64 Dr. O'Hanlon asked the Minister for Finance if his attention has been drawn to the difficulties that exist in competitiveness, particularly in the Border area, as a result of the punt/sterling exchange rate and different tax rates North and South; the plans, if any, he has to address this issue; and if he will make a statement on the matter. [8601/96]

I am aware that some Irish firms are experiencing difficulties in their competitiveness as a result of movements in the exchange rate with the UK. It is, however, a matter for each individual firm in the first instance to make the arrangements required to cope with the economic environment in which it finds itself. Nevertheless, the Government has a key role in trying to ensure that this environment is as conducive as possible to economic activity. The present environment is characterised by low inflation, moderate wage developments under the Programme for Competitiveness and Work, interest rates which are well below UK levels, sound public finances and a strong balance of payments surplus.

I would also point out to the Deputy that GNP growth is forecast at 5 per cent in 1996 following 7¼ per cent in 1995 and 7.4 per cent in 1994. Employment is projected to expand by over 30,000 this year following an increase of 45,000 in 1995. Thus, the environment the Government has created is demonstrably one conducive to output and employment growth.

Central to the policy framework which has achieved this success is the Government's commitment to price stability — which is facilitated by exchange rate stability.
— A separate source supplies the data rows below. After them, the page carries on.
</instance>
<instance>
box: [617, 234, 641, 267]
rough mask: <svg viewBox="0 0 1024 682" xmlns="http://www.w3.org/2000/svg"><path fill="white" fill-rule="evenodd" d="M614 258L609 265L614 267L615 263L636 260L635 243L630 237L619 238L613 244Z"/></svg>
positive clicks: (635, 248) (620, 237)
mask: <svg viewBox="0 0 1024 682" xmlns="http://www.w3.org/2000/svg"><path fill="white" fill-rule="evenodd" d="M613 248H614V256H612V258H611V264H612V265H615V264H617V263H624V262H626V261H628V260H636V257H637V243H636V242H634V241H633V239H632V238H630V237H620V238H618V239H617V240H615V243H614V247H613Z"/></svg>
I would also point out to the Deputy that the fall in the value of sterling should be providing benefits to many businesses, in terms of lower input costs.

The process of enchancing Irish competitiveness is ongoing and one on which the Government has always been working. In the budget this year I reduced both the lower and standard rate of employers' PRSI. Following the reduction in the standard rate of corporation tax in the 1995 budget, I introduced a reduced rate of 30 per cent for the first £50,000 of income otherwise liable to the standard rate. I would also like to point out that industry in this country benefits from a corporation tax rate of 10 per cent which compares very favourably to the equivalent rate of 33 per cent in the UK.